The plan was straightforward: Taiwanese President Lai Ching-te would fly to Eswatini, a small landlocked kingdom in southern Africa, to attend celebrations marking the 40th anniversary of King Mswati III's rule and his 58th birthday. The trip, scheduled for April 22 to 27, 2026, was to be Lai's first official visit to the African continent since taking office in May 2024.

It never happened.

On Tuesday, April 21, Taiwan's Presidential Office announced that the trip had been cancelled after three countries – the Seychelles, Mauritius, and Madagascar – abruptly withdrew permission for the presidential aircraft to fly through their airspace.
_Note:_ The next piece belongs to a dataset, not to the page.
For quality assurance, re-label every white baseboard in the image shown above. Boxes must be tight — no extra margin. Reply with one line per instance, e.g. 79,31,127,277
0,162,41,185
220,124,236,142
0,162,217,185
No advance warning was given. According to Taipei, the reason was unmistakable: intense pressure from Beijing.

"Three countries unilaterally revoked flight permits for the presidential aircraft without prior warning. The actual reason was intense pressure exerted by Chinese authorities, including economic coercion," Taiwan's Presidential Office said in a statement.


Eswatini: Taiwan's Last Foothold in Africa

Eswatini (formerly Swaziland) holds a unique and increasingly rare status in world diplomacy: it is the only country on the African continent that still officially recognizes Taiwan rather than the People's Republic of China. The two nations have maintained diplomatic ties for 58 years.

That relationship has come under growing pressure. In a recent move widely seen as economic retaliation, Beijing announced it would grant tariff-free access to goods from 53 African nations – with Eswatini deliberately left off the list. Taiwan's Deputy Foreign Minister Chen Ming-chi acknowledged the policy could have a "psychological impact" on Eswatini, even if the direct financial effect was expected to be limited.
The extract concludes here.